Hello @stephenasuncion … Just tested it on an 89 kb file. The chunk order seems right at first glance. However, how many tokens or words or you aiming for per chunk? The previous chunking process generated 91 chunks for this file; the new process created 534. Average chunk size is only 25 or 30 words.
We’re currently splitting content into chunks with a maximum of 250 tokens each (Though, we might increase or make it controllable). If the content is valid JSON, we increase the limit to 4,000 tokens per chunk.
When splitting, we start by breaking the raw content by paragraphs first. If a chunk still exceeds the max token limit, we continue splitting it further—first by lines, then by spaces, and finally character by character if necessary. This ensures each chunk stays within the size limit while preserving as much structure and meaning as possible.
Each chunk includes a 10% overlap in the beginning of each chunk based on the max token size (e.g., 25 tokens for 250-token chunks).
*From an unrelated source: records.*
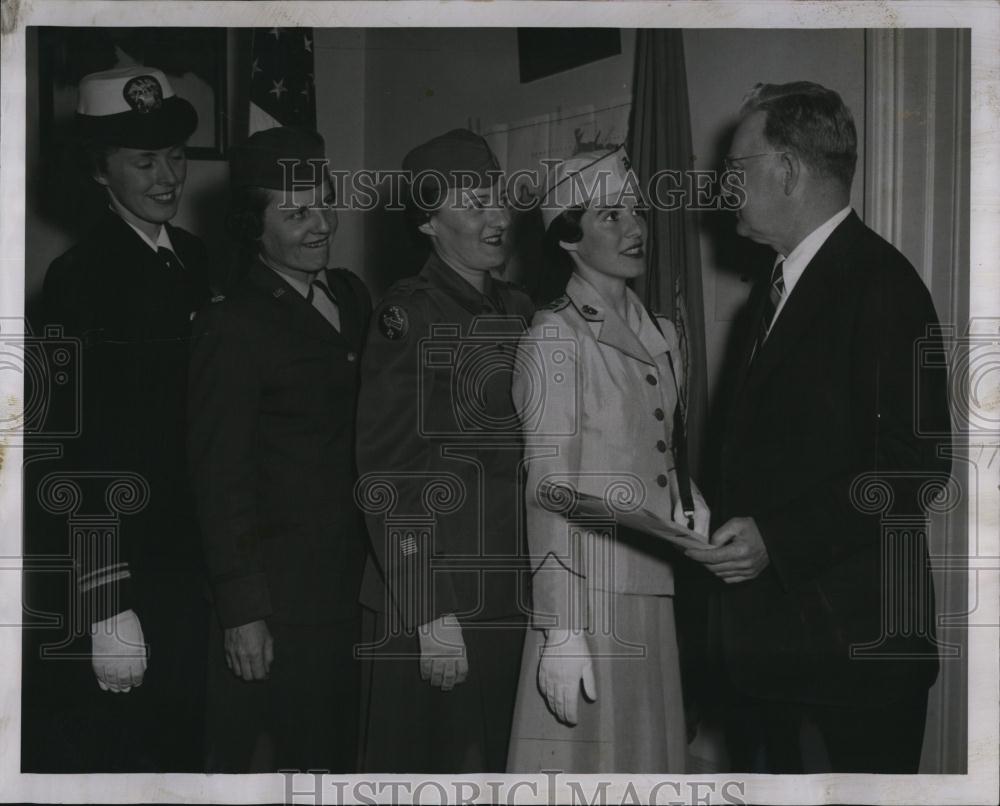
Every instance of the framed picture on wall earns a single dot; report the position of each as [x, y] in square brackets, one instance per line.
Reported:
[543, 52]
[193, 59]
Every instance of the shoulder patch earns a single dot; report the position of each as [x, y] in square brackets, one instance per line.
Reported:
[557, 304]
[393, 323]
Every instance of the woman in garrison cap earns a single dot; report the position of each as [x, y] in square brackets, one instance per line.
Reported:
[600, 685]
[129, 290]
[439, 449]
[274, 384]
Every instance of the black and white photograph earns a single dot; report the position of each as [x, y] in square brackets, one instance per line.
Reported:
[500, 402]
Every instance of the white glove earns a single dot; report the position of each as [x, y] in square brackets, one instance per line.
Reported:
[702, 514]
[565, 665]
[119, 652]
[443, 659]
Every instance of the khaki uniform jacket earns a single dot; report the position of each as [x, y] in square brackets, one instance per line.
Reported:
[596, 401]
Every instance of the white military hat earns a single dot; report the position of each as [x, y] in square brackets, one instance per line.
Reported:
[133, 107]
[584, 179]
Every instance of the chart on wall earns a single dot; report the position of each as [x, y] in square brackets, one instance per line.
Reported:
[522, 145]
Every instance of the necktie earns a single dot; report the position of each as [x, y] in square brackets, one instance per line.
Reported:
[774, 295]
[324, 302]
[168, 258]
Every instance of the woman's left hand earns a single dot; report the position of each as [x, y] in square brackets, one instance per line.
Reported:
[702, 514]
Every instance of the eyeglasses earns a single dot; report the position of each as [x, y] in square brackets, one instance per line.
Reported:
[728, 162]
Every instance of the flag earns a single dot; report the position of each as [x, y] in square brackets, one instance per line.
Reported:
[282, 90]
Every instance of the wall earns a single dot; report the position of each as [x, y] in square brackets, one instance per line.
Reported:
[421, 82]
[717, 82]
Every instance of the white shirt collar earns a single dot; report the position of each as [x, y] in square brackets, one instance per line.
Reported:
[300, 285]
[162, 240]
[795, 264]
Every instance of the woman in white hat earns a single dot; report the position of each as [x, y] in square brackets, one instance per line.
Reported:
[128, 290]
[600, 687]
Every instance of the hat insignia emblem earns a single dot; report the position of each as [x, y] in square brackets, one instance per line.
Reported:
[143, 94]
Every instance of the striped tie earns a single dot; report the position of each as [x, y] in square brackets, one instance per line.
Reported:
[168, 258]
[774, 295]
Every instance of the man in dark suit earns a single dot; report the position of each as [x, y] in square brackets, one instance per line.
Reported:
[826, 614]
[274, 382]
[440, 447]
[128, 291]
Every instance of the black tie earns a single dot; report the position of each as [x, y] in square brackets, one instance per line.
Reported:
[329, 310]
[774, 295]
[168, 257]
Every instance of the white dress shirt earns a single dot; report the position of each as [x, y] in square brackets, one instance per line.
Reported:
[320, 301]
[795, 264]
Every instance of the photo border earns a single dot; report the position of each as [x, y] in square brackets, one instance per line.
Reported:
[979, 785]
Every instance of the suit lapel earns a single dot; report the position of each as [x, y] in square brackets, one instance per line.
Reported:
[804, 306]
[612, 329]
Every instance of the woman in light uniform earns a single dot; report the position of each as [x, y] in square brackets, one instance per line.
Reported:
[600, 687]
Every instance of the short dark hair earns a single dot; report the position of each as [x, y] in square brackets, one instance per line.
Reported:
[557, 265]
[245, 218]
[95, 155]
[811, 121]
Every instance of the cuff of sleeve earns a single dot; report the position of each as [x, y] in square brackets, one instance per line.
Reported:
[559, 597]
[106, 599]
[242, 600]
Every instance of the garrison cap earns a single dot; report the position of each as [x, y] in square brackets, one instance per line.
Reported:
[282, 158]
[133, 107]
[451, 156]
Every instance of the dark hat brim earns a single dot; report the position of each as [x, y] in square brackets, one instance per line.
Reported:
[172, 124]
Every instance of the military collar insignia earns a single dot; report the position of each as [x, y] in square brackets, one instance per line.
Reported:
[557, 304]
[393, 322]
[143, 94]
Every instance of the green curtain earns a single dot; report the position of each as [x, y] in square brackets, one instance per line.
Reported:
[660, 138]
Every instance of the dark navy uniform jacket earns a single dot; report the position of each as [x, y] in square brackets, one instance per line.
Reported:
[440, 449]
[133, 315]
[272, 406]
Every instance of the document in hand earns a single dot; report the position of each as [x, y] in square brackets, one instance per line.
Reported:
[641, 520]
This overlap ensures important context isn’t lost between chunks.
@stephenasuncion, I just did another upload test. The actual chunk size in the two files I’ve tested averages only 30 words, or roughly 35 tokens – much smaller than the target size you mentioned. I do love the idea of the overlap you’ve implemented. The 2 files I tested are simple txt files, and the resulting number of chunks in each is roughly 6 times the count under the old chunking process. Is that what you intended?
Glad you like the overlap! We do need to keep an eye on the increased number of chunk entries. We might end up increasing the max token limit as a result, but ultimately we care more about how it’s impacting your results in your Pickaxes.
@stephenasuncion Thanks for your work on this! Together with the new OpenAI models, improved KB processes will really make pickaxes rock!
I won’t be able to get a good feel for performance until I upload all the documents again and do a good bit of testing. I’m a newbie in terms of the technical side of RAG chunking, but as I’m sure you know, small chunks apparently expedite finding very specific facts, while larger chunks may be needed for good responses when interactions tend to require responses that are more broadly analytical in nature. I do wonder how well chunks averaging only 30 or so tokens, with just a few words of overlap, will work with certain kinds of interaction. Still not clear on why so small when the aim apparently was more like 200-250 tokens.
I love your idea of possibly providing a way for users to control the size of the chunks.
By the way, does the overlap make it possible for the LLM to actually piece together contiguous relevant chunks so the context it sees spans multiple chunks? Or is the purpose simply to provide slightly more contextual information in case the content at start and end of the chunk need it?
@stephenasuncion Problem!! Late yesterday, I re-uploaded 18 relatively small text files containing a total of 6 MB of content. This generated 12,834 chunks, averaging roughly 30 words per chunk and some containing only a single line of text. Today, even with simple queries, the Message Insights screen is reporting “Knowledge Base not used” and when I advance to the chunk Explorer, I get a popup error that says, “Cannot read properties of undefined (reading ‘filter’)”. I’ve made no changes to the prompt.